Busting Silos with the Record Matcher: Here’s How We Leverage AI for Entity Resolution

May 1, 2026

—

by

EDITOR’S NOTE: We’ve blogged before about the awkward – and often inappropriate – mismatch between the nature of most “generative AI” tools and the actual needs of the human service sector and the people being served by them. Specifically, these tools work with probabilistic patterns of language: they produce plausible sentences, which is not the same thing as reliable information. Without a reliable supply of human-assured data, they simply can’t be trusted to help vulnerable people in need.

That’s not to say it’s all a total bust. We’ve featured examples of promising use cases for AI tools here on the blog. They just don’t look like AI replacing humans in producing information, much less helping people find and use information. Rather, as pattern-recognition tools, these tools can usefully help humans work with common patterns in data management.

Here on our blog today we share a great example from Connect211, who recently told us about their new Record Matcher tool – which they have since shared as open source software. In this new post, originally shared on their blog, CEO Skyler Young tells us about how they’ve built a cyborg system that helps resolve one of the oldest problems in the human service information-and-referral field: redundant directory data silos.

This new Record Matcher tool is building a machine-learning model that can be used to instantaneously compare different datasets containing redundant information, in order to help resource data managers figure out which records are actually about the same organizational entity. This is harder than it sounds – as the post below explains in copious detail – but these new AI tools are making it much much easier. In turn, this is unlocking new possibilities for cooperation among organizations that have previously been locked in wasteful competitive databasing for generations. This is the kind of nerdery that we get really excited about.

So check out the post below – and their Github repo, if you’re technically inclined. We’ll share more details soon, but reach out in the meantime if you have any questions or suggestions.

Thanks for bearing with us through this long introduction. Take it away, Skyler!

On Open Referral’s blog, we recently posted about our Resource Record-Matcher: an open source AI-powered directory data collaboration tool.

As I wrote there, “At Connect211, we work with human service referral providers in more than twenty states to ‘orchestrate’ resource data pipelines, and support directory services. In areas where we serve multiple clients, and/or help them collaborate with their partners, we also facilitate collaboration across redundant yet siloed directory systems.”

We’ve seen many reasons that directories might choose to collaborate, including:

Providing broader geographic coverage for directory and referral services
Coordinating work to reduce maintenance costs
Crowdsourcing quality-improvement feedback

In order to collaborate, directories need to compare their data, rapidly assessing where they overlap and what unique resources or features they provide. This is where Connect 211’s Record Matcher tool comes in.

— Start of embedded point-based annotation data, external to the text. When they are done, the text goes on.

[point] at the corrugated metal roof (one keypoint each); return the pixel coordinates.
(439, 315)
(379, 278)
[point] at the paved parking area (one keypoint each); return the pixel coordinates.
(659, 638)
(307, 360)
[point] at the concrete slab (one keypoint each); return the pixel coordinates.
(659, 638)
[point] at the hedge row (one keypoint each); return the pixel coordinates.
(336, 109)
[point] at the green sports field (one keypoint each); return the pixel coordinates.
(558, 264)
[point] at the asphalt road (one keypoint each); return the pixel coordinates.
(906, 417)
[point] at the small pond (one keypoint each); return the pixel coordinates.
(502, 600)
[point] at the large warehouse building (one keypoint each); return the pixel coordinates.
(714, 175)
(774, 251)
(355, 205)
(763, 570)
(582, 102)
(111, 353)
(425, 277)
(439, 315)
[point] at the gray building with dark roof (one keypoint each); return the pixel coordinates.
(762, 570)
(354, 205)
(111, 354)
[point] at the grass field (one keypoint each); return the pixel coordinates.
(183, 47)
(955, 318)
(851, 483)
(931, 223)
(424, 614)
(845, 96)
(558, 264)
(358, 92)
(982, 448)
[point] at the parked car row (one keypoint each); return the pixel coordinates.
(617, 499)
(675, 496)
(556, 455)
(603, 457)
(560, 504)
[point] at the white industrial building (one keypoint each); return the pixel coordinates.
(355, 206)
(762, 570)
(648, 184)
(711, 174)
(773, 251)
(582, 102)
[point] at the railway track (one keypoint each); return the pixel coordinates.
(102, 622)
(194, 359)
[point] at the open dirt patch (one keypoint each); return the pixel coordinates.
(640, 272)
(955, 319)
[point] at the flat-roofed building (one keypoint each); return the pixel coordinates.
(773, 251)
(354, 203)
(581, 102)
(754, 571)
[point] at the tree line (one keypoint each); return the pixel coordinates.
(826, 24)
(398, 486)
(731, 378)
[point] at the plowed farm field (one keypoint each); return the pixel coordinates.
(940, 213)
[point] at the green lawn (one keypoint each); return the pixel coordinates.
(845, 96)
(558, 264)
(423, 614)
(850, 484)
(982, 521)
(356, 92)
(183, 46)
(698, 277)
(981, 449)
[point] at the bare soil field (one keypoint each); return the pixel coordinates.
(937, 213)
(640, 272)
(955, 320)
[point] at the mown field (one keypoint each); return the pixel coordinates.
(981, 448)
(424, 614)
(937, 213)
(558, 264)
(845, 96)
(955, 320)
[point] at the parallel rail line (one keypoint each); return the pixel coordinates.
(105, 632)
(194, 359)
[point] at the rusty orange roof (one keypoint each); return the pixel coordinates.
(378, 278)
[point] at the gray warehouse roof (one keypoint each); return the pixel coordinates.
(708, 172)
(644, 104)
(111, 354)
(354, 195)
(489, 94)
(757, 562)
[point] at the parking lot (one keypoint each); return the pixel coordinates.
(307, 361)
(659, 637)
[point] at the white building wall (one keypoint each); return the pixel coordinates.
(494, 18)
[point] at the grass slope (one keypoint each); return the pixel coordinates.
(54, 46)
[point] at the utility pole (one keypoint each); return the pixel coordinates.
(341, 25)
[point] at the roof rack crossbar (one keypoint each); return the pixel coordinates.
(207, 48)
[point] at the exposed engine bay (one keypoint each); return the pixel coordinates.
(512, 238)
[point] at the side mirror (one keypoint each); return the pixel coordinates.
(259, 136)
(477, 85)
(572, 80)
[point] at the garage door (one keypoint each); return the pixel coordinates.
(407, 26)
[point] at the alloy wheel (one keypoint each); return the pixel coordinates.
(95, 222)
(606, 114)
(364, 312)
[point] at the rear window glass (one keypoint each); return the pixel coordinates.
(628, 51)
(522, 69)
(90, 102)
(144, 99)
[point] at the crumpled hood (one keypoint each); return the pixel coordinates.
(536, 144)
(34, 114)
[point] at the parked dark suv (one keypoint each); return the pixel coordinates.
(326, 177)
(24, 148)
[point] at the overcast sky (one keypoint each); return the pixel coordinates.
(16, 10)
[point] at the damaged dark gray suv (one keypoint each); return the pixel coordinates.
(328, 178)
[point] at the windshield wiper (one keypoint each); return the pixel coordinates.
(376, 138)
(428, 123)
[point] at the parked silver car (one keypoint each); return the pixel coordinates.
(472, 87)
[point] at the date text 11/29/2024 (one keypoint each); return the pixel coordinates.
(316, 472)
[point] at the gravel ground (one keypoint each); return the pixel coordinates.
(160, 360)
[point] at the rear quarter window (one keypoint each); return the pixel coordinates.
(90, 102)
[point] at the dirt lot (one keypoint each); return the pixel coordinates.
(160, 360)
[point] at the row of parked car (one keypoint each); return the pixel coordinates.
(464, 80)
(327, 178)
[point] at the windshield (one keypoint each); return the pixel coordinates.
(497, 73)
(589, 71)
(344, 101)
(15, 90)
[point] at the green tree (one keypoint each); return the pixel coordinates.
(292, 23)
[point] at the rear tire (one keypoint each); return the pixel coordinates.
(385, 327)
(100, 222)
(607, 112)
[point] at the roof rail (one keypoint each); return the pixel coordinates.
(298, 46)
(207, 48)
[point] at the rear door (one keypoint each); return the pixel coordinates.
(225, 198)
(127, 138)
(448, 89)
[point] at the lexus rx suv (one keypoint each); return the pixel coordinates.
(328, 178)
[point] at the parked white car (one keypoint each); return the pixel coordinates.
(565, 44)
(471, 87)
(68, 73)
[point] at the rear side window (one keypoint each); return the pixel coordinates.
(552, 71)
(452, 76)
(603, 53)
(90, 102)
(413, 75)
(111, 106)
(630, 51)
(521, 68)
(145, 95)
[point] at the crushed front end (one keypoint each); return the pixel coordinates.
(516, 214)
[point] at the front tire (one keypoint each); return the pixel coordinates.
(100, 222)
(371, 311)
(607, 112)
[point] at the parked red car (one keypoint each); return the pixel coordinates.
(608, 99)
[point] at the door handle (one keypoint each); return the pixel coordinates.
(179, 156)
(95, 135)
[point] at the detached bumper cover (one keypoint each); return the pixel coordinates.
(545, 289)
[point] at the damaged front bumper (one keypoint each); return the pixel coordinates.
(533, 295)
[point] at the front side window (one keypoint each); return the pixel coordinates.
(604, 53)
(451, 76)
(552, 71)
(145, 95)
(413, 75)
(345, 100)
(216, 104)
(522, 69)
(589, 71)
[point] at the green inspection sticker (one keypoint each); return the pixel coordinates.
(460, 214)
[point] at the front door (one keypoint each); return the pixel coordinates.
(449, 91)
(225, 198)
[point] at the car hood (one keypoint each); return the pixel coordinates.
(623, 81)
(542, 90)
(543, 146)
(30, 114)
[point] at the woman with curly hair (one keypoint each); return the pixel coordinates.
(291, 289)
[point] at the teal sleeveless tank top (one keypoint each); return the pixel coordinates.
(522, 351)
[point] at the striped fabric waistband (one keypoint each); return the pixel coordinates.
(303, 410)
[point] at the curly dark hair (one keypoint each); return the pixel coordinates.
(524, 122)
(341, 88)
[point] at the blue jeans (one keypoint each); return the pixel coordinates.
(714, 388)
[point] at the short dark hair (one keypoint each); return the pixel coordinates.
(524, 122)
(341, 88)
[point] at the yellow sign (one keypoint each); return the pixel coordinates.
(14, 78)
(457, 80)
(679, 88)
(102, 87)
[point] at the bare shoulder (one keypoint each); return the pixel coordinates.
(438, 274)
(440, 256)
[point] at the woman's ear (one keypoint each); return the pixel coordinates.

Using a process called “entity resolution”, the Record Matcher walks users through verifying which Organizations and Services are the same between directories.

Record Matcher reduces the time required to compare data sets by days or even weeks. I think that’s pretty exciting, and I want to share a bit more about how we’ve done it.

The challenge: “sameness” is a matter of opinion.

We’ve discovered that the question “Are these entities the same?” is usually a matter of opinion. Take organizations, for example. It’s easy to think of them as recognizable brands with official names and even tax identification numbers that make them unique and easy to distinguish. However, the same organization might be referred to by different names in different contexts.

Furthermore:

Large organizations may sub-organizational entities that are essentially their own institutions.
Government agencies don’t have unique IDs, and also frequently oversee programs or departments that overlap in irregular ways.
Local data stewards sometimes separate organizations into separate entities based on regional offices or contacts.

These are just a few reasons there may not be a single right answer to the question of “Are these the same?”

We predict that effective entity-resolution and data-collaboration tools will facilitate the gradual alignment of perspectives on what constitutes a unique entity – though such perspectives may never completely converge. Legitimate differences of opinion about the boundaries around entities will remain. Our goal is not to eliminate opinions by establishing an objective truth, but rather to improve our capacity to cooperate and manage divergent opinions.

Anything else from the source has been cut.